Thanks im getting faster lol not bad for someone who only took up running in april ! done the plymouth 10k today 59minutes 28 seconds well pleased with that ! Haven't run for over a week ! Was struggling a bit at 8k but carried on.


----------



## Guitarjon

It's suprising just how quickly you can improve in running. I managed to go from not being able to run a mile continuously to running a half marathon in about 7 months. Getting better is like a drug. I started to do it for fitness and weight loss (mainly fitness) but I very soon started to enjoy it and love it. I'd love to get back into it but I stopped after a car crash which messed me up a little. I've since tried but continuously get numb feet etc. (Had various physio And change shoes regulary).

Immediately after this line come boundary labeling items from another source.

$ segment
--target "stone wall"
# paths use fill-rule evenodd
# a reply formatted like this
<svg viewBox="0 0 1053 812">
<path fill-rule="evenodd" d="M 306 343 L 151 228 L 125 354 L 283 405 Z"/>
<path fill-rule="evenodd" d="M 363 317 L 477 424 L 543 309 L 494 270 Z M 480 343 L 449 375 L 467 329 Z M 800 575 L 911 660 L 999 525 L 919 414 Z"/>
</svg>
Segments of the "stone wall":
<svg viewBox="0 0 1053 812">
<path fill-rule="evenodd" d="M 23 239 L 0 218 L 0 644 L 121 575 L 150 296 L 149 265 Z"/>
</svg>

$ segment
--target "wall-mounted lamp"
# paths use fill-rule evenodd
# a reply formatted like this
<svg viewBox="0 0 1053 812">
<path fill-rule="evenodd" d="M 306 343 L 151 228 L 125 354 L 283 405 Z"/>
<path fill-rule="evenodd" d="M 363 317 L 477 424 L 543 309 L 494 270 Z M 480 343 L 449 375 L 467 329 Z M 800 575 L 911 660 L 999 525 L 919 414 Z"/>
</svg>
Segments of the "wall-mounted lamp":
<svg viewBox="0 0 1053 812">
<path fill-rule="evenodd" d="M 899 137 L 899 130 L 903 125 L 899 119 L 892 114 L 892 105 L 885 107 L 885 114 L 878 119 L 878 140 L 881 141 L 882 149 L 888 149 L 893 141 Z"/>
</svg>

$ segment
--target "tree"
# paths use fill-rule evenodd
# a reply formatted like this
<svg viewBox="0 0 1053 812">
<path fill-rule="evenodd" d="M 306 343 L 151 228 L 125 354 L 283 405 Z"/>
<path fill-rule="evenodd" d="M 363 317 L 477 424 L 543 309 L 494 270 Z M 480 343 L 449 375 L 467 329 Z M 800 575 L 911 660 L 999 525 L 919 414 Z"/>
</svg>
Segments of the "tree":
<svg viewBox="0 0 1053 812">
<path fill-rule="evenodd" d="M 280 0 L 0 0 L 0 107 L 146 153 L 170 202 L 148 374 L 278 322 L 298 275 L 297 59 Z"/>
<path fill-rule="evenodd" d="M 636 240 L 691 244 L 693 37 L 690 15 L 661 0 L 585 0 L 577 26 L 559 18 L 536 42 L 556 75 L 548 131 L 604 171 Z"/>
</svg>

I feel like it's a bit of a non started now.


----------



## Rossv4

bill vts said:


> Thanks im getting faster lol not bad for someone who only took up running in april ! done the plymouth 10k today 59minutes 28 seconds well pleased with that ! Haven't run for over a week ! Was struggling a bit at 8k but carried on.


Great time, I started in June/July time and am now managing a 10k every Sunday evening.



Guitarjon said:


> It's suprising just how quickly you can improve in running. I managed to go from not being able to run a mile continuously to running a half marathon in about 7 months. Getting better is like a drug. I started to do it for fitness and weight loss (mainly fitness) but I very soon started to enjoy it and love it. I'd love to get back into it but I stopped after a car crash which messed me up a little. I've since tried but continuously get numb feet etc. (Had various physio And change shoes regulary). I feel like it's a bit of a non started now.


Yea about 6 months for me now, gone from a mile and a bit to regular 2.5milers and a 10k each week. Although I now seem to have hit a wall in times lol, sorry to hear about your crash, don't loose hope


----------



## 330CDT

Great effort. I started running last August for the first time ever and stopped in October due to loss of motivation/ dark and wet when home from work etc. I'm hoping to start again when the weather gets better. I never thought I would be capable of running a 10k etc but I did 1 event towards the end and loved it. 84th out of 200+ on a really hilly circuit I did a 52 minute run.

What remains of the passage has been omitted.